法華狼の日記

他名義は“ほっけ”等。主な話題は、アニメやネットや歴史認識の感想。ときどき著名人は敬称略。

朴槿恵前大統領と韓国自体を同じようなものと認識しているBeriya氏の不思議

現職の大統領であっても、その「利益」をそのまま韓国という枠組みにとっての「理由」と同列視はできまい。前大統領ならばなおさらだ。

そういうBeriya氏自身はというと、直前に「国家への裏切り」という主張からナショナリスティックな枠組みを見いだしている。

そもそも元発言が特定されていないため、「国家への裏切り」とは、朴槿恵政権を愛国的だという評価への皮肉ではないかと疑ってしまう。
それぞれの立場における枠組みを考察することは、その枠組みを絶対視することではない。


また、日韓合意の検証に対して、「当然にある」ことと「問題なのはそれ自体ではなく」を混同したツイートもしている。
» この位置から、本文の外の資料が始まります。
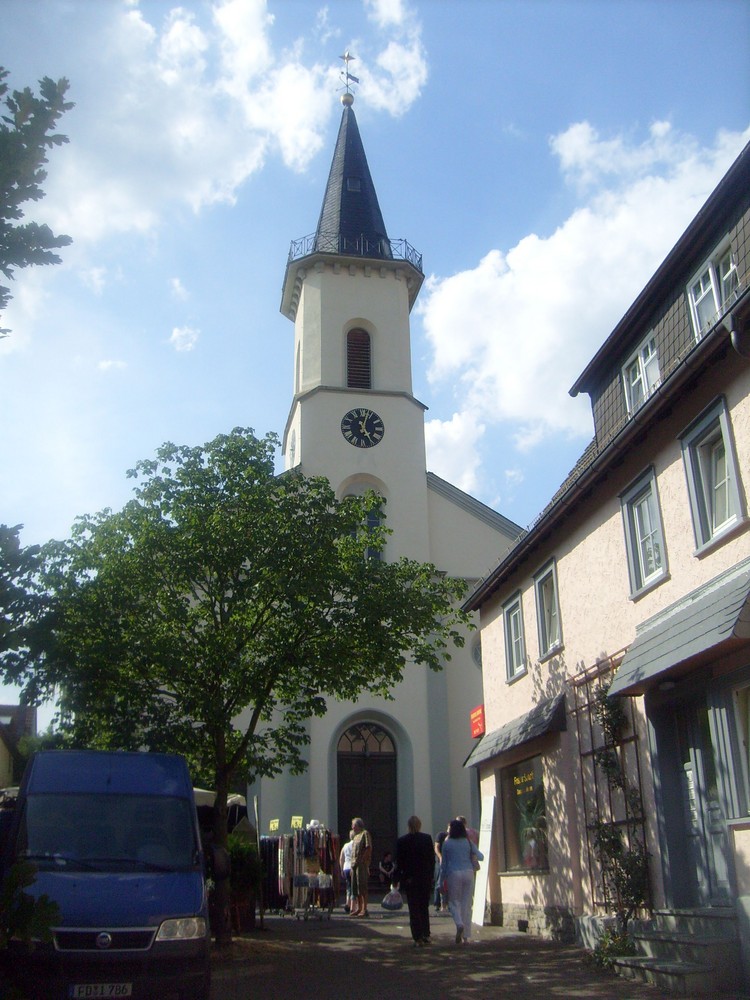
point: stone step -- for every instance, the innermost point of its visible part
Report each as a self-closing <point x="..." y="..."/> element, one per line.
<point x="713" y="921"/>
<point x="680" y="978"/>
<point x="722" y="953"/>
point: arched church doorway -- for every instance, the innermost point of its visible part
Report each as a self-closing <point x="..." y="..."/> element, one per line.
<point x="366" y="766"/>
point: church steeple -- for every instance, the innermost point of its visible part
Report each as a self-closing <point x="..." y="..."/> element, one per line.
<point x="350" y="220"/>
<point x="351" y="230"/>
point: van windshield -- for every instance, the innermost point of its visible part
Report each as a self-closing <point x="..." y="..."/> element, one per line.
<point x="120" y="832"/>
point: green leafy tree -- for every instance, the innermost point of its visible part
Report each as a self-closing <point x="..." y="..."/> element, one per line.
<point x="219" y="609"/>
<point x="26" y="134"/>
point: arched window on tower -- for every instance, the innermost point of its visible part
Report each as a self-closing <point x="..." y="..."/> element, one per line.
<point x="358" y="360"/>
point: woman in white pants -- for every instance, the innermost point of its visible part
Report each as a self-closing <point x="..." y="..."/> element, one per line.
<point x="457" y="869"/>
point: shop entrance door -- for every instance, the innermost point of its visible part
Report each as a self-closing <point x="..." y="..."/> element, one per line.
<point x="366" y="765"/>
<point x="702" y="813"/>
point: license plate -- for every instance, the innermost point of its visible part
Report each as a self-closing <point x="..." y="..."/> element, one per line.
<point x="101" y="990"/>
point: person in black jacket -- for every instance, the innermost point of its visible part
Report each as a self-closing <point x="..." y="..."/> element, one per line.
<point x="415" y="867"/>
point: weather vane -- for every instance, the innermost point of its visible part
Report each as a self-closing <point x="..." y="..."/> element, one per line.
<point x="346" y="76"/>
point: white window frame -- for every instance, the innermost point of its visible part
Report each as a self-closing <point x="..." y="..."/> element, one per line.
<point x="640" y="373"/>
<point x="515" y="639"/>
<point x="715" y="283"/>
<point x="712" y="475"/>
<point x="644" y="535"/>
<point x="549" y="624"/>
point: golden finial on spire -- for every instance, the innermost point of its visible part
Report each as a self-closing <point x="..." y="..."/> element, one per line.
<point x="346" y="76"/>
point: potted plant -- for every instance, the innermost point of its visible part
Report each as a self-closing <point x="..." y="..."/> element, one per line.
<point x="244" y="880"/>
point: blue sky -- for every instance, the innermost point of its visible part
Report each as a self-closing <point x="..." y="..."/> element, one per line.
<point x="543" y="156"/>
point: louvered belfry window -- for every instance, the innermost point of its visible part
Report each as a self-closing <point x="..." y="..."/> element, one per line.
<point x="358" y="368"/>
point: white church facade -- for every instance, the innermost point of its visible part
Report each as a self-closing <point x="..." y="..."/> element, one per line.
<point x="349" y="291"/>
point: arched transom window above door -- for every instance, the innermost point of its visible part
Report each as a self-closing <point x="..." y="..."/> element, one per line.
<point x="366" y="738"/>
<point x="358" y="359"/>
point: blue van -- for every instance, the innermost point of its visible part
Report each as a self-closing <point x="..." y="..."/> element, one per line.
<point x="115" y="841"/>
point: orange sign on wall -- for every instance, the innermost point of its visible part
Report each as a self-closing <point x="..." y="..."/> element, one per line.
<point x="477" y="721"/>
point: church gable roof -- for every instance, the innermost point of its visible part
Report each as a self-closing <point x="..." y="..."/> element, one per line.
<point x="474" y="507"/>
<point x="350" y="220"/>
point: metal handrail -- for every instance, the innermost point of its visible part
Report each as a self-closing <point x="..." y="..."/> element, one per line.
<point x="361" y="246"/>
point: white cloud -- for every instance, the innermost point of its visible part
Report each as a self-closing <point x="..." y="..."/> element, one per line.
<point x="387" y="13"/>
<point x="94" y="278"/>
<point x="513" y="333"/>
<point x="183" y="110"/>
<point x="184" y="338"/>
<point x="453" y="448"/>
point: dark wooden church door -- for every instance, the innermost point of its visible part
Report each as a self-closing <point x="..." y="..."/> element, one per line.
<point x="367" y="785"/>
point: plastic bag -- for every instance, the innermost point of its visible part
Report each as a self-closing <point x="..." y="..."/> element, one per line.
<point x="392" y="900"/>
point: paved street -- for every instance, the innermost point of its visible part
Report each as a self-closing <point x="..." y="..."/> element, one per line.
<point x="330" y="959"/>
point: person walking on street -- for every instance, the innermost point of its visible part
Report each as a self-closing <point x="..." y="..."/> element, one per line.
<point x="345" y="861"/>
<point x="457" y="869"/>
<point x="361" y="858"/>
<point x="415" y="869"/>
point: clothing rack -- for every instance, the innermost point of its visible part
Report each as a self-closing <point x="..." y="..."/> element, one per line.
<point x="301" y="872"/>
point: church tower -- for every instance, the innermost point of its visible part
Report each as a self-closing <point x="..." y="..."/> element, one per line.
<point x="349" y="289"/>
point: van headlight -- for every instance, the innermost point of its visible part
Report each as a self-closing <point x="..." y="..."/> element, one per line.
<point x="182" y="929"/>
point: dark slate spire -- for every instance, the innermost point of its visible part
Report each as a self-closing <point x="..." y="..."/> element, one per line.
<point x="350" y="220"/>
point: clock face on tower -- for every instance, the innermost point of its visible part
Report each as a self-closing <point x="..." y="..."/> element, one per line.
<point x="362" y="428"/>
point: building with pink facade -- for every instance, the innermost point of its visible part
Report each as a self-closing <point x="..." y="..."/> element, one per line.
<point x="616" y="633"/>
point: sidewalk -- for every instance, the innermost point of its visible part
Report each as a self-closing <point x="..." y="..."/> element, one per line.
<point x="329" y="958"/>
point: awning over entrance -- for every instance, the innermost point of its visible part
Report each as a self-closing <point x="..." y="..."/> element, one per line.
<point x="717" y="614"/>
<point x="546" y="717"/>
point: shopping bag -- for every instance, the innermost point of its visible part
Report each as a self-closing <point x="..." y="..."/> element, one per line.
<point x="392" y="900"/>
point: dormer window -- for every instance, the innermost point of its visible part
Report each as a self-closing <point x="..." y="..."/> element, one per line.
<point x="358" y="362"/>
<point x="640" y="374"/>
<point x="713" y="289"/>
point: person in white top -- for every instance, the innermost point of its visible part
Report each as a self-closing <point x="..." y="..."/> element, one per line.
<point x="345" y="862"/>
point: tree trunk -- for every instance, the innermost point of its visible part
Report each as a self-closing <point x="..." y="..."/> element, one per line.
<point x="222" y="893"/>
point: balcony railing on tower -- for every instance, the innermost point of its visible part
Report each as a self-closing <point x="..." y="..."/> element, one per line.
<point x="360" y="246"/>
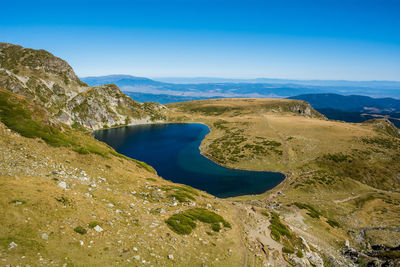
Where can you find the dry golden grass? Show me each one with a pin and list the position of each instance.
(327, 163)
(32, 204)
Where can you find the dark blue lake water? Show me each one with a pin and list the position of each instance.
(173, 150)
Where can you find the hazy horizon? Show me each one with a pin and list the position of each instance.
(301, 40)
(231, 78)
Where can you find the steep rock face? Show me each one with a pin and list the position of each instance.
(50, 82)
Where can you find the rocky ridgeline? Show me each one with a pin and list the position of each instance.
(50, 82)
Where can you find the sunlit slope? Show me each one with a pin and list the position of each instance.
(59, 183)
(341, 193)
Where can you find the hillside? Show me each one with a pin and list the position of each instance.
(342, 179)
(354, 108)
(50, 82)
(70, 200)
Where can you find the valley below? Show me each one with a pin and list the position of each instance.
(67, 199)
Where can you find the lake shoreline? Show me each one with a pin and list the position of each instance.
(262, 178)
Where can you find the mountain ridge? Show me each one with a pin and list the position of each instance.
(51, 82)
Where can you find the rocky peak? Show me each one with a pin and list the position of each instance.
(51, 82)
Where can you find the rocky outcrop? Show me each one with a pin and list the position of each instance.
(50, 82)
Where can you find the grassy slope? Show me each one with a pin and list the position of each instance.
(345, 171)
(32, 203)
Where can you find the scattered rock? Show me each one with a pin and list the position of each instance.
(98, 228)
(137, 257)
(45, 236)
(12, 245)
(63, 185)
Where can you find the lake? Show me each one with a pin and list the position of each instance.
(173, 150)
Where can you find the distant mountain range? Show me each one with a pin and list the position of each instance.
(325, 96)
(197, 88)
(353, 108)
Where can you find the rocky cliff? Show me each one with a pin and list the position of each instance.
(50, 82)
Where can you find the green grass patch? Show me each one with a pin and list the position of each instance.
(80, 230)
(265, 213)
(184, 222)
(312, 212)
(17, 201)
(181, 193)
(93, 224)
(287, 250)
(299, 254)
(333, 223)
(278, 229)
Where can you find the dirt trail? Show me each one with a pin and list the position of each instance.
(346, 199)
(239, 221)
(284, 142)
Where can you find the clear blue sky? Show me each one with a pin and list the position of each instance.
(301, 39)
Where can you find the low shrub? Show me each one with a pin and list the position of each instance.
(184, 222)
(80, 230)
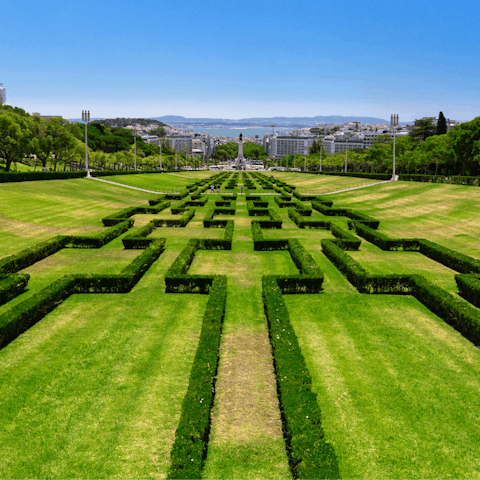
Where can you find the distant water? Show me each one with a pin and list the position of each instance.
(235, 132)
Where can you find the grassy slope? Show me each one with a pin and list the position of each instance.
(398, 387)
(246, 438)
(316, 184)
(86, 395)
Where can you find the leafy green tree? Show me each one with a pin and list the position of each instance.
(423, 129)
(15, 137)
(441, 124)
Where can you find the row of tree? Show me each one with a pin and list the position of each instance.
(425, 150)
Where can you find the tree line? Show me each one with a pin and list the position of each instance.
(428, 149)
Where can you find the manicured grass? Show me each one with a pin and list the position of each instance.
(94, 390)
(317, 184)
(34, 211)
(398, 387)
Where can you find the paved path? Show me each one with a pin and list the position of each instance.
(128, 186)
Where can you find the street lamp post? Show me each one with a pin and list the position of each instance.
(134, 131)
(161, 168)
(86, 119)
(394, 123)
(346, 151)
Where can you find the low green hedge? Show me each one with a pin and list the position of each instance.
(29, 256)
(301, 222)
(177, 196)
(189, 449)
(345, 240)
(23, 315)
(310, 456)
(175, 222)
(469, 287)
(450, 258)
(459, 314)
(260, 244)
(101, 238)
(122, 215)
(384, 241)
(12, 285)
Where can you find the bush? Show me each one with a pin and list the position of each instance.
(23, 315)
(469, 287)
(175, 222)
(192, 435)
(310, 456)
(101, 238)
(29, 256)
(301, 222)
(384, 241)
(12, 285)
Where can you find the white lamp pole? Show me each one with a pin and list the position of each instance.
(86, 119)
(394, 123)
(346, 151)
(135, 146)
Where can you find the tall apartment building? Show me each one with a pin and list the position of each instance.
(3, 95)
(283, 145)
(192, 143)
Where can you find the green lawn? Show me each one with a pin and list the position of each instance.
(398, 387)
(94, 390)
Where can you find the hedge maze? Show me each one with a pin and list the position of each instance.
(340, 231)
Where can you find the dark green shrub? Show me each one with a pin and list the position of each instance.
(29, 256)
(12, 285)
(469, 287)
(191, 437)
(310, 456)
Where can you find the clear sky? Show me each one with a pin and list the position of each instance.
(237, 59)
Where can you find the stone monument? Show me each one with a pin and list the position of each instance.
(240, 160)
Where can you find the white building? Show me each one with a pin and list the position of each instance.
(3, 95)
(283, 145)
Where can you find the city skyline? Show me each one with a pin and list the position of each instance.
(243, 59)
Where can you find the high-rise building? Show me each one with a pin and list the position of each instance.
(3, 95)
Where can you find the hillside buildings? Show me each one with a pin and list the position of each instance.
(3, 95)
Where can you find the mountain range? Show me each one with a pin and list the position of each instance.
(277, 121)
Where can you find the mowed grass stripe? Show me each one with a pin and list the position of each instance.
(246, 440)
(398, 387)
(95, 389)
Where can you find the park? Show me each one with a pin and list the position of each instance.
(292, 325)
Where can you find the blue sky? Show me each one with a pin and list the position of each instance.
(236, 59)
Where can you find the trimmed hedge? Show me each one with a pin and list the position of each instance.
(450, 258)
(345, 240)
(459, 314)
(22, 316)
(29, 256)
(189, 450)
(175, 222)
(384, 241)
(12, 285)
(101, 238)
(469, 287)
(260, 244)
(310, 456)
(122, 215)
(301, 222)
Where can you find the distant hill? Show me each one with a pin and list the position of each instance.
(123, 122)
(277, 121)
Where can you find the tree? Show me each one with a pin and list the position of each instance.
(441, 124)
(423, 129)
(15, 138)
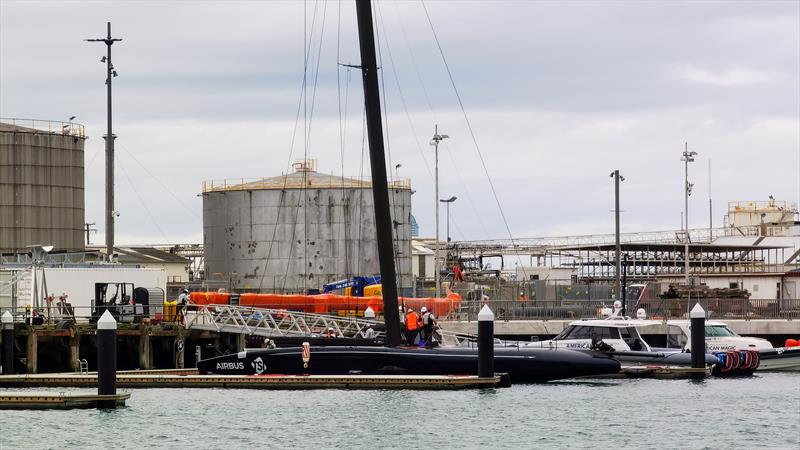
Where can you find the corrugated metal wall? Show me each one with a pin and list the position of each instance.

ここでのBeriya氏の主張は、最も安易な現状追認と区別がつかない。その現状の把握にしても、朴槿恵政権の支持を残す韓国メディアの意見ではなく、国際社会の懸念を引けていないのが説得力を欠いている。
そもそも日韓合意における密約が、誰に対して利益をもたらし、誰に対して秘密にする必要があったのか、具体的な認識にもとづいて考察されているようには見えない。当事者に受けいれてもらうべき合意に隠された条件があったことを、交渉において秘密も必要という一般論で正当化できるだろうか。当事者の時間が限られており、まさに「歴史」の忘却を求めるような外交が、「歴史」になるとはどのような時期を指すのか。
密約が当事者への不利益につながる場合、その密約を隠しつづける正当化や、密約そのものの正当化がどのように可能か。いつでも被害者になりうる個人からすれば、被害者を抑圧するような国家間の密約が今後にむすばれないだけであれば、それは歓迎できる事態だ。逆に、解決における密約を正面から正当化するならば、どのような解決策を示しても密約の可能性を疑われて納得されなくなるという理屈もなりたつ。
密約を正当化するのは誰の視点で、いったいBeriya氏はどこに立脚しているのか。


こうしたBeriya氏のツイートを見ていて、MValdegamas氏*1がトップにかかげている下記ツイートを思い出した。

もちろん、たとえばBeriya氏が民主主義の信奉者であるならば、一家言あろうとなかろうと社会に対して主張することそのものは当然の行動ではある。もっとも民主主義の信奉者ならば、政権交代などでさまざまな政策の妥当性が検証されるのも当然という認識をもってしかるべきだろう、とも思うが。おそらくBeriya氏にしても、「適当な時間」に「適切に公開」された材料だけで外交を語っているわけではあるまい。